Warren (Whitey) Bernard, famous as the little boy reaching for his father’s hand in 1940, with the photos of his father leaving for war and returning.

That day, more than 800 members of the British Columbia Regiment’s Duke of Connaught’s Own Rifles lined along Eighth Street, heading off to war.

Bernard wriggled from his mother, Bernice Bernard’s grasp to run and reach for his father, Sergeant Jack Bernard’s hand. His dad switched his rifle to his left hand so he could reach his right hand to his son as the soldiers behind him smiled.

Detloff captured the moment that has touched generations and so poignantly represented the pain of separation so many military families endure.

“There was nothing staged about the thing, it was an absolute moment in time,” Bernard said.

Years later when Bernard met the photographer, he told him he was setting up his shot to show the length of the line snaking over the hill when he saw the little blond boy getting out of his mother’s grasp.

It was the only image he took that was printed that day.

Bernard remembers the pain of his father leaving and the attention he received after as his image appeared in newspapers across the country. From age eight to ten, he became the poster boy for Victory Bonds, leaving school to encourage Canadians to “buy a bond today and bring my Daddy home.”

In the winter of 1945, after five years of war and battles in places like Caen and Falaise, Holland and Germany, Sergeant Bernard came home, “battle fatigue” scrawled on his medical release records. Detloff was there to photograph his return.

“He wasn’t quite the same guy who went away,” Bernard remembered.

After the war, Sergeant Bernard graded lumber before becoming a finish carpenter in his later years. Bernard said the two men had a rich and fulfilling father-son relationship until Bernard Sr. died in 1981 at the age of 74.
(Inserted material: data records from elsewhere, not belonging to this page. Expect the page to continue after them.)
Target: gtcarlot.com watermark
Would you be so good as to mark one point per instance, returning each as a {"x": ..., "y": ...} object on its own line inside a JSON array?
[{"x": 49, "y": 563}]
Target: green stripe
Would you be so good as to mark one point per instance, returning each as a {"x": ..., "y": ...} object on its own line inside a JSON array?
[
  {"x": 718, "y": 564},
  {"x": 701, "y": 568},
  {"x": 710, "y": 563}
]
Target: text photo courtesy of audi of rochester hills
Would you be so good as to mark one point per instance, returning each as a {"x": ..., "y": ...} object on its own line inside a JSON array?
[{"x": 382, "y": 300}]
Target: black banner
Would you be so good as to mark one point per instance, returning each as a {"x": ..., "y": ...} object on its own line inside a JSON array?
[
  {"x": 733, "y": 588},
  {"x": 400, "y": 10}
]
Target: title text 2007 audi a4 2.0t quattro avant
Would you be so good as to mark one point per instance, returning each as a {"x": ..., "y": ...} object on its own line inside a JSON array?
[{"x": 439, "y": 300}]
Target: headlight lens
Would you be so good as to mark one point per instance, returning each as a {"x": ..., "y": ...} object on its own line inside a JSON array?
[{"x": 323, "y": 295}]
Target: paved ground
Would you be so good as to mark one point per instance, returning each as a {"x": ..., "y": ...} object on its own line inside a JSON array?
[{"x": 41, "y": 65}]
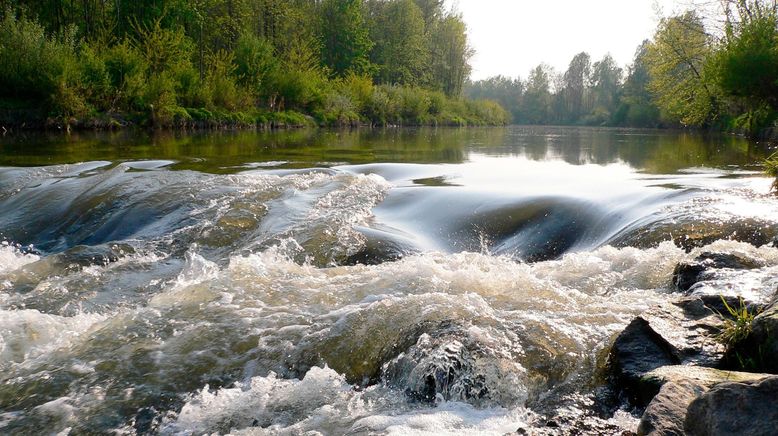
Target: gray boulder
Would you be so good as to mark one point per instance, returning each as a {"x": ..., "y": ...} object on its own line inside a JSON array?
[
  {"x": 759, "y": 351},
  {"x": 748, "y": 408},
  {"x": 703, "y": 267},
  {"x": 678, "y": 387},
  {"x": 663, "y": 336}
]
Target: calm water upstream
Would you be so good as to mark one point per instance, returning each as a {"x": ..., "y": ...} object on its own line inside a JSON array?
[{"x": 369, "y": 282}]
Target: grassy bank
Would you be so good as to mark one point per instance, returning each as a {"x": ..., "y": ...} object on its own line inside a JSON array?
[{"x": 154, "y": 77}]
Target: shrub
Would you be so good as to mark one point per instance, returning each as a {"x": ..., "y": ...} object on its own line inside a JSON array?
[
  {"x": 220, "y": 81},
  {"x": 160, "y": 100},
  {"x": 126, "y": 68},
  {"x": 255, "y": 62},
  {"x": 93, "y": 79}
]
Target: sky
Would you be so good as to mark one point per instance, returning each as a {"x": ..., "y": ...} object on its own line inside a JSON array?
[{"x": 512, "y": 36}]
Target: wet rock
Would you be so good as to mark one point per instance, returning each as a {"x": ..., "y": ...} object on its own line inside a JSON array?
[
  {"x": 666, "y": 413},
  {"x": 688, "y": 274},
  {"x": 636, "y": 351},
  {"x": 700, "y": 306},
  {"x": 677, "y": 387},
  {"x": 696, "y": 233},
  {"x": 748, "y": 408},
  {"x": 663, "y": 336},
  {"x": 699, "y": 375}
]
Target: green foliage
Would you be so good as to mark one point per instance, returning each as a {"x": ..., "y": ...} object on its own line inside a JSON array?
[
  {"x": 345, "y": 37},
  {"x": 737, "y": 326},
  {"x": 400, "y": 52},
  {"x": 747, "y": 63},
  {"x": 680, "y": 78},
  {"x": 771, "y": 169},
  {"x": 32, "y": 63},
  {"x": 126, "y": 68},
  {"x": 240, "y": 62},
  {"x": 255, "y": 62}
]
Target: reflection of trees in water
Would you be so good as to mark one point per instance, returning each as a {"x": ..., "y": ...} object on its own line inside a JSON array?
[{"x": 649, "y": 150}]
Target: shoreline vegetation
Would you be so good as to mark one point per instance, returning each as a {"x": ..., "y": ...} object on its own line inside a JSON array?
[
  {"x": 703, "y": 70},
  {"x": 235, "y": 63},
  {"x": 267, "y": 64}
]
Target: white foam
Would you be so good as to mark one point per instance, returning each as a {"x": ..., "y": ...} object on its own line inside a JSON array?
[
  {"x": 323, "y": 403},
  {"x": 27, "y": 334},
  {"x": 12, "y": 259}
]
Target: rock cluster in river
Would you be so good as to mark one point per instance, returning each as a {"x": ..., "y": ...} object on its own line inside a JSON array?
[{"x": 668, "y": 363}]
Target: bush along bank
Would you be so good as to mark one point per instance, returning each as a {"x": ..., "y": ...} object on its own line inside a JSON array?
[
  {"x": 154, "y": 75},
  {"x": 705, "y": 364}
]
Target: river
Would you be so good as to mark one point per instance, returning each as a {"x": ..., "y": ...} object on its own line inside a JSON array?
[{"x": 392, "y": 281}]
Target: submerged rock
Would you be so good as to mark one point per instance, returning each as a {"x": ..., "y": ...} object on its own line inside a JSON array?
[
  {"x": 666, "y": 413},
  {"x": 663, "y": 336},
  {"x": 747, "y": 408},
  {"x": 677, "y": 387},
  {"x": 759, "y": 351},
  {"x": 636, "y": 351},
  {"x": 687, "y": 274}
]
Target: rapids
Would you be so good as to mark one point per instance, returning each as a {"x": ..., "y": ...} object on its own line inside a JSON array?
[{"x": 395, "y": 282}]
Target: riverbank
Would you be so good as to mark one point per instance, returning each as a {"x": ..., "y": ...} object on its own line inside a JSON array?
[
  {"x": 682, "y": 364},
  {"x": 26, "y": 119}
]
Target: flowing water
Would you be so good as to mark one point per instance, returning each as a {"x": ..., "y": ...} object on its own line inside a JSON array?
[{"x": 367, "y": 282}]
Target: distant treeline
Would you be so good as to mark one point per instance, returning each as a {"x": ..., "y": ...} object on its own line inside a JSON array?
[
  {"x": 687, "y": 75},
  {"x": 236, "y": 62}
]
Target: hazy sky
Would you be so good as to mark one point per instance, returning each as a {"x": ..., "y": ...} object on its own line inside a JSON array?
[{"x": 512, "y": 36}]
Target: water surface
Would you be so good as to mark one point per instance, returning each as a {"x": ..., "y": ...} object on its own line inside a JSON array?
[{"x": 360, "y": 282}]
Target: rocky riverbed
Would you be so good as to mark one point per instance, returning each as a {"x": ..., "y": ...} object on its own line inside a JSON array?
[{"x": 672, "y": 364}]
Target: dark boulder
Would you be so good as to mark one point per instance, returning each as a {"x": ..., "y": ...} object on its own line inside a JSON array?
[
  {"x": 678, "y": 386},
  {"x": 666, "y": 413},
  {"x": 687, "y": 274},
  {"x": 759, "y": 351},
  {"x": 748, "y": 408},
  {"x": 663, "y": 336},
  {"x": 638, "y": 350},
  {"x": 699, "y": 306}
]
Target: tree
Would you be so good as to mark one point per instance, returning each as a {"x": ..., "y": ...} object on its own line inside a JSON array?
[
  {"x": 637, "y": 107},
  {"x": 450, "y": 55},
  {"x": 432, "y": 10},
  {"x": 606, "y": 87},
  {"x": 575, "y": 83},
  {"x": 504, "y": 90},
  {"x": 400, "y": 53},
  {"x": 537, "y": 96},
  {"x": 677, "y": 61},
  {"x": 747, "y": 63},
  {"x": 345, "y": 37}
]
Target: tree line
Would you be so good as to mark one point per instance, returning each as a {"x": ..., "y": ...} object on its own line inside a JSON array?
[
  {"x": 689, "y": 74},
  {"x": 180, "y": 62}
]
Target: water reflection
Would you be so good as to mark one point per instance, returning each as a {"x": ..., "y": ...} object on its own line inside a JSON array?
[{"x": 656, "y": 152}]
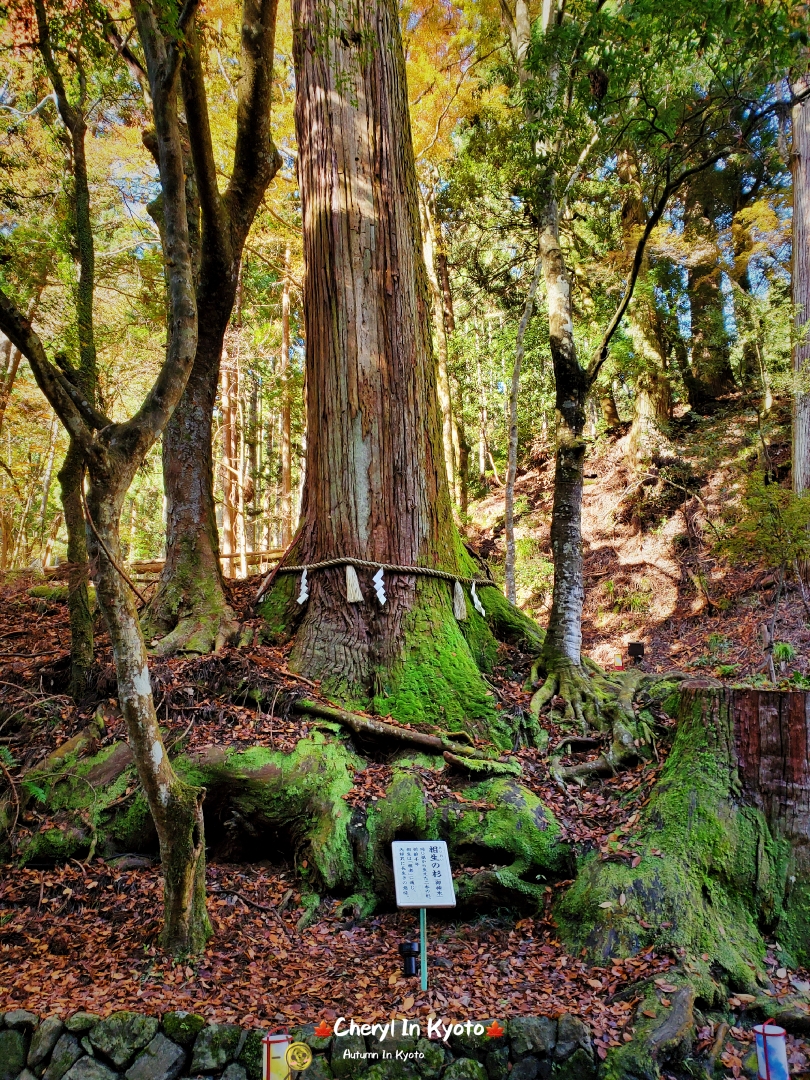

“We had a really good relationship. He went out of his way to make up for the lost years,” Bernard said, remembering his dad teaching him to fish trout, build cabinetry and stretch a dollar.

“He was a depression era guy, there was nothing he couldn’t do.”

The photo has become such a part of our national history that the City of New Westminster commissioned a bronze statue honouring the moment. The city unveiled the statue, by husband and wife sculptors Edwin and Veronica Dam de Nogales, on 4 October 2014 at the bottom of 8th Street, in Hyack Square, right where it was taken.

Bernard was there for the unveiling.

“When they went to war in those days you were out of it, your family was really on its own. We had to wait for letters in the mail. It was a very serious separation,” he said, adding he’s saved all his father’s letters.

“I was a little boy but I knew what was going on. I remember my mother being upset. It was a really emotional time. But I was also really proud of him because he was a soldier.”